Боюсь, что меня неправильно поймут. Я имею в виду, что человеку на земле уготовано гнусное житье потому, что в нем заложено больше, чем требуется, чтобы жить на ней хорошо, в достатке и довольствии, в мире и согласии с собой. То, что есть в нем (и в силу этого он человек, а не животное), для земли действительно излишек — доказательством тому служит факт, что этот «излишек», из-за которого человек ни в чем не находит здесь ни успокоения, ни утешения, заставляет его искать и вопрошать за пределами земного бытия, за что такая мука, и требовать удовлетворения. И тем хуже человеку живется здесь, чем больше ему неймется, чем лихорадочнее он вовлекает свое стремление к излишеству в создание на земле химерических, безумных, до крайности запутанных и сложных построений.
Я — тот, кто вертит ручку, — знаю об этом не понаслышке.
Вот что примечательно в моем друге Симоне Пау: он думает, что полностью освободился от всех «излишеств», свел до минимума свои потребности, лишил себя удобств и влачится по жизни, как увесистый голый слизняк. Он не видит, что, доведя себя до такого состояния, он как раз, наоборот, с головой погрузился в излишество, купается в нем и ни о чем другом не помышляет.
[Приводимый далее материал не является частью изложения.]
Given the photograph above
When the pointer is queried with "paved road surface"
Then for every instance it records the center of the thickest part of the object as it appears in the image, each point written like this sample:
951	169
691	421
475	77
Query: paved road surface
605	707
В тот вечер, оказавшись в Риме, я всего этого еще не знал. Я знал Симона Пау, повторяю, как большого оригинала, как человека, лишенного предрассудков, но не мог предположить, что его оригинальность и непредвзятость доведены до такой степени, об этом расскажу ниже.
IV
Мы дошли до конца корсо Витторио-Эммануэле[1] и миновали мост. Помню, с каким чувством восторженной, благоговейной оторопи смотрел я на круглую глыбу замка Святого Ангела, высокого и такого величественного в темном небе под слабым мерцанием звезд. Под ночным покровом кажется, что великие человеческие творения и небесные созвездия прекрасно понимают друг друга. В леденящей сырости этой необъятной ночной декорации я вдруг почувствовал, как моя подавленность резво подпрыгнула и рассыпалась по телу мелкой дрожью, спровоцированной, быть может, блеском огней с дальних мостов и дамб, змеившихся по непроницаемо черной, таинственной воде реки. Но Симон Пау вырвал меня из состояния восторженного созерцания, направившись сперва к собору Святого Петра, а затем вдруг свернув в переулок Виллано. С переполнявшим меня чувством неуверенности, которое внушала незнакомая дорога, да и вообще все вокруг, в пустом кошмаре безлюдных улиц с причудливыми тенями, которые, подрагивая в рыжеватом свете редких фонарей, раскачивавшихся от малейшего дуновения ветра, пробегали по стенам старых домов, я с ужасом и с подступавшей к горлу тошнотой думал о людях, которые так спокойно спали в этих домах, не подозревая, чем их дома казались снаружи тому, кто потерянно брел в ночной темноте, ибо нигде не было для него ни дома, ни пристанища. Время от времени Симон Пау опускал голову и тыкал себя в грудь двумя пальцами. О да! Он был горой, деревом, морем, но где же гостиница? Где? В Борго-Пио[2]? Да, здесь, рядом, в переулке дель Фалько[3]. Я поднял глаза: справа было внушительных размеров мрачное строение под фонарем — большой висячий фонарь, пламя зевало сквозь его грязные стекла. Я остановился перед приоткрытой входной дверью и прочитал над аркой: «ПРИЮТ ДЛЯ БЕЗДОМНЫХ».